The electronic payments have become a huge revenue earner for Nigerian banks as can be seen in the growing volume and value of electronic payments logged by the Nigerian Inter-Bank Settlement Scheme. In 2018, electronic instant payments grossed N80.4tn on NIBSS platform, growing by 43 per cent year-on-year from N56.17tn in 2017.
The Managing Director, Upperlink Limited, Mr Segun Akano, said investment in technology for financial transaction was more profitable for Nigerian banks when compared with funds required to establish bank branches for customer’s transaction in the banking hall.
According to him, the customers also have a preference for transactions at their convenience, especially on mobile devices.
“Walk-in bank branch payments are reducing and it is an indication that consumers have accepted other channels of payments more, probably because of convenience and availability. Many people have embraced their phones because the banks have improved in terms of expanding their reach through these devices and it is more profitable for them too, obviously a win-win situation,” Akano said.
He added, “Imagine a bank branch that has to deal with 2,000 customers a day, the services they need to provide a comfort level are quite enormous. The security arrangement, fear of misbehaviour, noises in banking halls, car park hassles, etc, then compare with where you don’t have to have physical contacts with these customers and yet your transactions are going via devices like mobile phones, laptops, ATM and PoS terminals.
“Certainly, transactions have not reduced; it is only the channels that keep experiencing different levels of traffic. While some are increasing, some are reducing but the traditional walk-in bank branch will continue to be a victim.”
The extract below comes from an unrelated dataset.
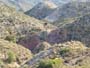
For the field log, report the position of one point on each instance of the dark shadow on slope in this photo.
(78, 30)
The Chief Digital Officer, Alat by WEMA, Mr Dele Adeyinka, said the target of all stakeholders, comprising fintechs, banks, card schemes, switches and the regulator, was to ensure that all Nigerians were financially included.
According to him, bank customers and non-bank customers should be able to use several alternative means of payments, except cash, to carry financial transactions.
Adeyinka said, “Techs and banks as well as several others in the ecosystem, our ultimate goal is to be able to bring a 100 per cent of the Nigerian population into the financial ecosystem. Meaning that we should allow everyone to have access to financial transactions using their devices at the comfort of their homes, offices and wherever they find themselves.
“Today, we only have about 38 million Nigerians who have access to financial services; a fraction of them have accounts in different banks but that is not ultimately where we need to get to. Our work is clearly cut out for us. Until when we are able to make financial services available in the urban and rural areas and bring everyone into the financial sector, that is when we can say we have achieved.”